Feb 19, 2021, 11 tweets

Core to my analysis of power has been -- since about 1998 -- that power is rooted in a cognitive strategy of disengagement (walls, borders, static systems, tradition, etc), whereas freedom is about engagement (networking, vigilance, reflection, empathy, etc).

I discuss this briefly in my piece Two Definitions Of Power (which got reposted in 2009 during a website change, but was first posted in the early 00s) while addressing and rejecting attempts to use "power" with positive valences or other definitions.

humaniterations.net/2009/11/13/two…

This core analytic dichotomy between engagement and disengagement cuts through all my work. It was initially a troubling tension with my involvement in the counter-globalization movement. Eventually it won out in the consent v agency framework debate and became positive freedom.

(Basically I got hung up on "how do we ever get consent to the act of communication of consent," worried all language was immoral and put myself in solitary for a long while before coming to the agency consequentialist framework and extensively checking that it worked.)

Broadly speaking in this dichotomy there's entropy (entangling of disparate systems) and attempts to resist it.

The former involves rationality, self-reflection, model building, etc but also empathy, dissolution of individual identity to wider circle of care, etc.

The latter tendency in contrast fights against entanglement by trying to create and preserve simplistic isolated or static patterns.

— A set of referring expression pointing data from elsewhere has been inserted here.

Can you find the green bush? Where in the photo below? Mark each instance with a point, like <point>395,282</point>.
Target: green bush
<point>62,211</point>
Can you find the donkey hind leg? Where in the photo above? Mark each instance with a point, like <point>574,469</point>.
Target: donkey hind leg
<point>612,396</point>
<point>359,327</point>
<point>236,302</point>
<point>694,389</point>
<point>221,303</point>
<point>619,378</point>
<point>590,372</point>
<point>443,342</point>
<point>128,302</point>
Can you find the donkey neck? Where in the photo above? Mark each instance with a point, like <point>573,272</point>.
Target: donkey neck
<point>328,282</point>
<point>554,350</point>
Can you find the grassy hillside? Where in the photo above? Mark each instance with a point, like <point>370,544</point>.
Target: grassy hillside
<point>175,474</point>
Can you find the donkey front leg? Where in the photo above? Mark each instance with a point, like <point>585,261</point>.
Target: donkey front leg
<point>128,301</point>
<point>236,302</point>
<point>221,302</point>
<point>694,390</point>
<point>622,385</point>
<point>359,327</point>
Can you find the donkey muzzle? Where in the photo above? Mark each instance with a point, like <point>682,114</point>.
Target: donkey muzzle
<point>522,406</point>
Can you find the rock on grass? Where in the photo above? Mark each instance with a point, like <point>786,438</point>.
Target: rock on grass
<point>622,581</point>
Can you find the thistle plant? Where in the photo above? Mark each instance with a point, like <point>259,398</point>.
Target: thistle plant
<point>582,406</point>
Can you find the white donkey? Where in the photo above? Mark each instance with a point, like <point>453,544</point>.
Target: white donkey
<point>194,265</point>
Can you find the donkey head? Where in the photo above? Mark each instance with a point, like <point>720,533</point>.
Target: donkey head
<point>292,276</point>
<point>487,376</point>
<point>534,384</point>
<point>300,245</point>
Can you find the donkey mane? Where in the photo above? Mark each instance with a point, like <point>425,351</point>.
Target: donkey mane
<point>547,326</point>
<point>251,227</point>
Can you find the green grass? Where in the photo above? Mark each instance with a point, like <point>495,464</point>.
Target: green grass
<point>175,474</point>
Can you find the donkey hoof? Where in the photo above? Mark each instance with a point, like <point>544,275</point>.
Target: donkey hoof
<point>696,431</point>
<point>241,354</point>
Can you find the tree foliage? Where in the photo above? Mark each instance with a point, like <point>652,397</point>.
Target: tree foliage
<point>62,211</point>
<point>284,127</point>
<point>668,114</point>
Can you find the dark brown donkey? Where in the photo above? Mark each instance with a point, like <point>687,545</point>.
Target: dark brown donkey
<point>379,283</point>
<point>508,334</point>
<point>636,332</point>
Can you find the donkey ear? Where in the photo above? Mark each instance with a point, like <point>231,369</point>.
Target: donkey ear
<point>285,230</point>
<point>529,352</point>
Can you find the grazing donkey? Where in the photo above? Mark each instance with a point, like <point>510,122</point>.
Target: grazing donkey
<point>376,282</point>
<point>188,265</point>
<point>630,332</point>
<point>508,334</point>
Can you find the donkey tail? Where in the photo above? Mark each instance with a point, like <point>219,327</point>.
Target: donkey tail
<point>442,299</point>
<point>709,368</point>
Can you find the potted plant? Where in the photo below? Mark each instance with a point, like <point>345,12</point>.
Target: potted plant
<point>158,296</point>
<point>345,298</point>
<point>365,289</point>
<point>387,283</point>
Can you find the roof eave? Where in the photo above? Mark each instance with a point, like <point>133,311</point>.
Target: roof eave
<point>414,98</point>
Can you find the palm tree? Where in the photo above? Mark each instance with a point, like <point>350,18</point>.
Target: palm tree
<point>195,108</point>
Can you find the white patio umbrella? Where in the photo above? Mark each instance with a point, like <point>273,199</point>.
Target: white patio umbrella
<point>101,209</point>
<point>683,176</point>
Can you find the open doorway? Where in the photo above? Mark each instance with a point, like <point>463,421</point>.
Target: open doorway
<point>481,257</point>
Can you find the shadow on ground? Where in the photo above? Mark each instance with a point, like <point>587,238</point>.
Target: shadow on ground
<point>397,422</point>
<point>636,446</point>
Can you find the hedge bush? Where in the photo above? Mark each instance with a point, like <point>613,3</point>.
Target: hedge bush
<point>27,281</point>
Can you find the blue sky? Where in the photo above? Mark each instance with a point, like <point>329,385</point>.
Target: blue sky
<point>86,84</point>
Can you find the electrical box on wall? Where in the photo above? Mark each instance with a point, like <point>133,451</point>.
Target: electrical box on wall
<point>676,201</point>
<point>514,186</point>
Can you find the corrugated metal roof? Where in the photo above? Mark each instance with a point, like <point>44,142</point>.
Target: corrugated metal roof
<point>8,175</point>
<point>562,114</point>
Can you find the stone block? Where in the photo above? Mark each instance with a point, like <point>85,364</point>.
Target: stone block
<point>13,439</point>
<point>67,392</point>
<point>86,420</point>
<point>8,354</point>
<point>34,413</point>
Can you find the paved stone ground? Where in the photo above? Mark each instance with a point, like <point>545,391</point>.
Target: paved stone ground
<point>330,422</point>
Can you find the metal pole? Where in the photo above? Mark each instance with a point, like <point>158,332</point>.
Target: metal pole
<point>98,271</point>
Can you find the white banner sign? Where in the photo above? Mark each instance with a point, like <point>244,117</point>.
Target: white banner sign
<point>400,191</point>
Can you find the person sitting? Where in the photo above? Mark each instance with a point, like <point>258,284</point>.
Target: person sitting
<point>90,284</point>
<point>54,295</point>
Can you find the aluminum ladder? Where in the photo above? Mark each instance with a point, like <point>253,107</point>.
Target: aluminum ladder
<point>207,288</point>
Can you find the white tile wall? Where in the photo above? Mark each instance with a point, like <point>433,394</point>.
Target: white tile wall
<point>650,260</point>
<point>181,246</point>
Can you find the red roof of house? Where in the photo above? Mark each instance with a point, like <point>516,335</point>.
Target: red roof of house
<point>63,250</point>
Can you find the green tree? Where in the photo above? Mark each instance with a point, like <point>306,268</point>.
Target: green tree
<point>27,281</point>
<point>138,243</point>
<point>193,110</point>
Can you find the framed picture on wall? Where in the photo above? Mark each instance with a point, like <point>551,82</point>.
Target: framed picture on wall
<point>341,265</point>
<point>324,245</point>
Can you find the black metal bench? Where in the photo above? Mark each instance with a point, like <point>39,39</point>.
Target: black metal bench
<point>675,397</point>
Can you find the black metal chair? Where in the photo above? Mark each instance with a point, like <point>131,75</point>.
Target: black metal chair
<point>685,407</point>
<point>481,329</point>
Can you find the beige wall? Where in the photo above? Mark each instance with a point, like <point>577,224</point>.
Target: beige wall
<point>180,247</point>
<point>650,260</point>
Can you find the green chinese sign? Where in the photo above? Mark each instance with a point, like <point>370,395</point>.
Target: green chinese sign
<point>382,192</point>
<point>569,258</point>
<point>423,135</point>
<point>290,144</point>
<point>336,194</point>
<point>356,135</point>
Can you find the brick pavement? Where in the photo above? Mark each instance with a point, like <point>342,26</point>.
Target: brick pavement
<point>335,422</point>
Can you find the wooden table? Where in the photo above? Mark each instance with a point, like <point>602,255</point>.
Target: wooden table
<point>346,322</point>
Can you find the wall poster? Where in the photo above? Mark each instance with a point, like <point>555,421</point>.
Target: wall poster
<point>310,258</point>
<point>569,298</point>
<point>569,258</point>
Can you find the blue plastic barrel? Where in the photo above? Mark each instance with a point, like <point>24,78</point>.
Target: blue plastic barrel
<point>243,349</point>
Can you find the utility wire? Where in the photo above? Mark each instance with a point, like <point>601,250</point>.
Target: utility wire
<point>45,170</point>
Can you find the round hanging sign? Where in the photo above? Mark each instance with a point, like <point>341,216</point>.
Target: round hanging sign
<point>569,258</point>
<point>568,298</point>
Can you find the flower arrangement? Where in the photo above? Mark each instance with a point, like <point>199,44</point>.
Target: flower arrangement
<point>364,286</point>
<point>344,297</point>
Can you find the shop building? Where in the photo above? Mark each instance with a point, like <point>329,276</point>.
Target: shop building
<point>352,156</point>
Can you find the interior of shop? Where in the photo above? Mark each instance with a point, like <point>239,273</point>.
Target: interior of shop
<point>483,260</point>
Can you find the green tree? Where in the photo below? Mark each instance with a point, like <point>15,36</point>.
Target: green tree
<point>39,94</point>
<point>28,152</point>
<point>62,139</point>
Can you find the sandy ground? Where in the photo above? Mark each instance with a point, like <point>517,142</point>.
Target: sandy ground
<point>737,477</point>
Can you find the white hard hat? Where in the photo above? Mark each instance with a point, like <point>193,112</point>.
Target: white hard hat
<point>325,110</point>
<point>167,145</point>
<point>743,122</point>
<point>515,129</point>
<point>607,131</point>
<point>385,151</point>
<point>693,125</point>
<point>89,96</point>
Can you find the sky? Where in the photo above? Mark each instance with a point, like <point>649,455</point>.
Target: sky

This is necessary to hold up the arbitrariness of a strong apriori individual self (rather than just a reflective awareness of contingent self).

The construction of nations, borders, identities, groups, formalized systems, etc often all try to violently strip away and impede emergent complex entanglements. It's a reactionary fight against the future, against time, to (establish and) preserve.

The "reactionary" politics that emerged in fear of radical social change with the french revolution is named doubly well because in its war against the uncontrollable complexity of entanglement, of future development, it has to retreat to *reactive* impulse and instinct.

It has to stop the feedback loop of *engagement* because engagement drives radicalism, so it has to segfault one's cognitive processes into habits, traditions, instincts, unexamined happenstance desire, etc.

The reflective -- *integrative* -- process has to be stopped.

In this way those who see "freedom" or the "wild" in returning to instinct and unexamined default desire are not in fact embracing anything like freedom, they're embracing the cold death of dis-integration, killing the integrative spiral that is reflective consciousness.

The anarchist approach must be to emphasize -- to accelerate -- the weaving together of the world. True freedom is not isolation and stasis -- causal remove -- but the blossoming possibility, complexity, *options* enabled by choosing engagement and integration.